Crisis Training: Unique Media Crisis PR -  Media Public Relations Challenges for Law Firms
 

It’s tough enough when corporations are in trouble and their corporate reputations are at stake. There are shareholders pounding at their doors and consumers who may no longer buy their products.

But with law firms, a whole different set of crisis communications problems disturbs the waters. Whatever the crisis—a defecting practice group, a malpractice suit, or even a crooked partner—you’ve got dozens, maybe hundreds of owner-operators, each with their own view of the situation.
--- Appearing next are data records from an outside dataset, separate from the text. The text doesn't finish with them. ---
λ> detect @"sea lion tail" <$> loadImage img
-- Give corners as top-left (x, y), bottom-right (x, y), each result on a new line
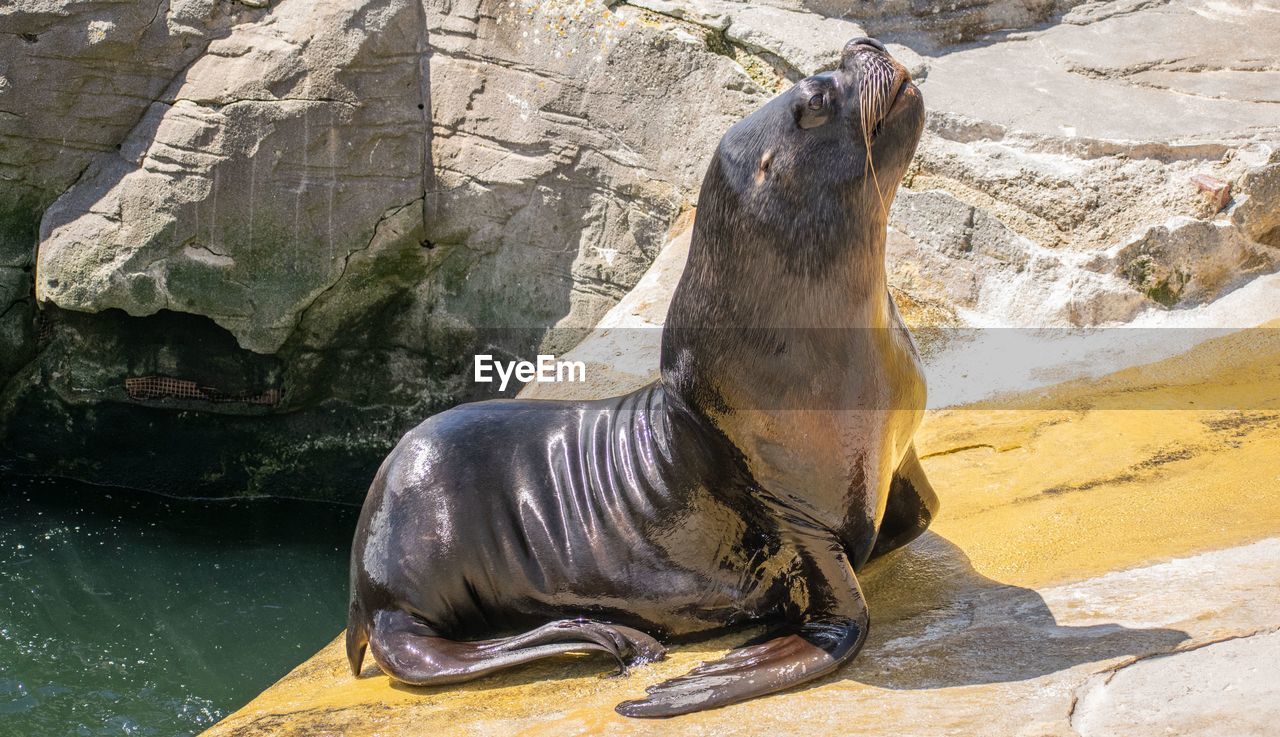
top-left (347, 599), bottom-right (369, 677)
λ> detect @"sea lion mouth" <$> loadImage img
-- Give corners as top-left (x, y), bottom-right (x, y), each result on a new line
top-left (854, 47), bottom-right (911, 146)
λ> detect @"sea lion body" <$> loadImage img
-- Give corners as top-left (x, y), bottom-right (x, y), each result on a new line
top-left (347, 40), bottom-right (937, 717)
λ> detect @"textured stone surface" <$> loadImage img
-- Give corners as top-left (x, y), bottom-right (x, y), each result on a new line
top-left (0, 0), bottom-right (1280, 498)
top-left (199, 322), bottom-right (1280, 737)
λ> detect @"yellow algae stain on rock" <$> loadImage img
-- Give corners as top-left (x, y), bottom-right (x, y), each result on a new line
top-left (206, 322), bottom-right (1280, 737)
top-left (916, 322), bottom-right (1280, 585)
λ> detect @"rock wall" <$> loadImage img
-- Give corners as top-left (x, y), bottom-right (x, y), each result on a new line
top-left (0, 0), bottom-right (1280, 499)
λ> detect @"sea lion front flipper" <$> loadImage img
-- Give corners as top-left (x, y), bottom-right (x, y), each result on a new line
top-left (872, 445), bottom-right (938, 558)
top-left (369, 610), bottom-right (666, 686)
top-left (617, 536), bottom-right (870, 718)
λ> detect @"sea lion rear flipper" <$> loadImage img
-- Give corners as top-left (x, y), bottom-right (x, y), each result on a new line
top-left (617, 529), bottom-right (870, 718)
top-left (369, 612), bottom-right (666, 686)
top-left (872, 445), bottom-right (938, 558)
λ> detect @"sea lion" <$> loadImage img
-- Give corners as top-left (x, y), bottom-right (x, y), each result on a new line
top-left (347, 38), bottom-right (937, 717)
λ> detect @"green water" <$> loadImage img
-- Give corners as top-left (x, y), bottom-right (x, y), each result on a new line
top-left (0, 479), bottom-right (357, 737)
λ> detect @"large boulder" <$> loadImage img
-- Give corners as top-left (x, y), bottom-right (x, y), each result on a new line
top-left (0, 0), bottom-right (1280, 499)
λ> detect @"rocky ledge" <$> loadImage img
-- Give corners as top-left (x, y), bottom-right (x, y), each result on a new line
top-left (197, 222), bottom-right (1280, 737)
top-left (0, 0), bottom-right (1280, 499)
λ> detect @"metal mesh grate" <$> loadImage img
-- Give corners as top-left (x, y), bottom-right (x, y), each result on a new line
top-left (124, 376), bottom-right (280, 406)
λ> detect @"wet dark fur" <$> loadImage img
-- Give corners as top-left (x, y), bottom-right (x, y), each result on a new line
top-left (347, 40), bottom-right (937, 717)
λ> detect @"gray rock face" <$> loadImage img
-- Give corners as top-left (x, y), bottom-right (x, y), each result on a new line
top-left (0, 0), bottom-right (1280, 498)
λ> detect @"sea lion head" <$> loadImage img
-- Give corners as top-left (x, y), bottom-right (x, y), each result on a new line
top-left (699, 38), bottom-right (924, 262)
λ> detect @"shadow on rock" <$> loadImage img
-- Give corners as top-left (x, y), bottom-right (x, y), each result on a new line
top-left (836, 532), bottom-right (1189, 688)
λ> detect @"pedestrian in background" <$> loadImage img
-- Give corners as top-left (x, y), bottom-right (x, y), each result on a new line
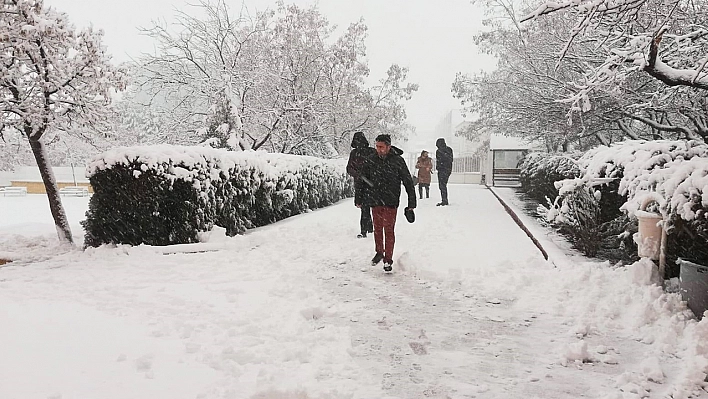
top-left (347, 132), bottom-right (376, 238)
top-left (435, 137), bottom-right (453, 206)
top-left (415, 150), bottom-right (433, 199)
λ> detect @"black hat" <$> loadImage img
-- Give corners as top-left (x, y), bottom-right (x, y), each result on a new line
top-left (403, 208), bottom-right (415, 223)
top-left (376, 134), bottom-right (391, 145)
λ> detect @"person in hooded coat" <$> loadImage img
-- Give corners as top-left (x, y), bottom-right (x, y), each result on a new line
top-left (415, 150), bottom-right (433, 199)
top-left (347, 132), bottom-right (376, 238)
top-left (435, 137), bottom-right (453, 206)
top-left (357, 134), bottom-right (416, 271)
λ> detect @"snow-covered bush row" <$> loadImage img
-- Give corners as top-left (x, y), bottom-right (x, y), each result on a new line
top-left (547, 140), bottom-right (708, 268)
top-left (519, 152), bottom-right (580, 203)
top-left (83, 145), bottom-right (353, 246)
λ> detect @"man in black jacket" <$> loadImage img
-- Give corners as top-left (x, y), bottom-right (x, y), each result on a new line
top-left (357, 134), bottom-right (416, 272)
top-left (347, 132), bottom-right (376, 238)
top-left (435, 138), bottom-right (453, 206)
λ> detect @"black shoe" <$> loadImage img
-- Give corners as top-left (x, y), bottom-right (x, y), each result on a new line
top-left (403, 208), bottom-right (415, 223)
top-left (371, 252), bottom-right (383, 266)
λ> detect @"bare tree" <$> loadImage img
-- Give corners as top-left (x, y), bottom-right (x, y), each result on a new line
top-left (126, 0), bottom-right (417, 156)
top-left (0, 0), bottom-right (124, 243)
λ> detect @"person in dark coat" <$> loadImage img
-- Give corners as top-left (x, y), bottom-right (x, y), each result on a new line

They’re called partners. They may clamor for crisis management training solutions that are totally un-workable. Worst of all, they may talk to the press on their own without a crisis management plan or course or action, maximizing the danger that diametrically opposite workshop messages will get sent.

Law firms have other problems. One is client confidentiality. Often, firms simply cannot provide the press seminars with exculpatory statements about themselves, because it may not be in their client’s best interest to do so.

Another is the complexity of the school crisis management subject. When the New York-based law firm of Kaye, Scheler, Fierman, Hays & Hendler was sued by the government in the early 1990s for its representation of S&L kingpin Charles Keating, a credible point was made to the effect that the firm’s workshops were ell within the boundaries of zealous advocacy in a regulatory context, but that it would have exhausted the crisis communications training courses the firm to prove it in court. Try putting that course of action into a sound byte for a newspaper!

The partnership agreement itself should contain a crisis media training class or seminar hat that assigns exclusive corporate crisis management authority to a single person, usually the managing partner, to speak for the firm.

Yet a fourth problem firms face is the explosive effect of economic disclosure. You’ll recall that American Lawyer publishes firms’ per partner profits every year. Mismanage how you handle even somewhat negative numbers when talking to the legal press, and you may encourage defections from your firm or cause a palace revolt in your crisis training classes.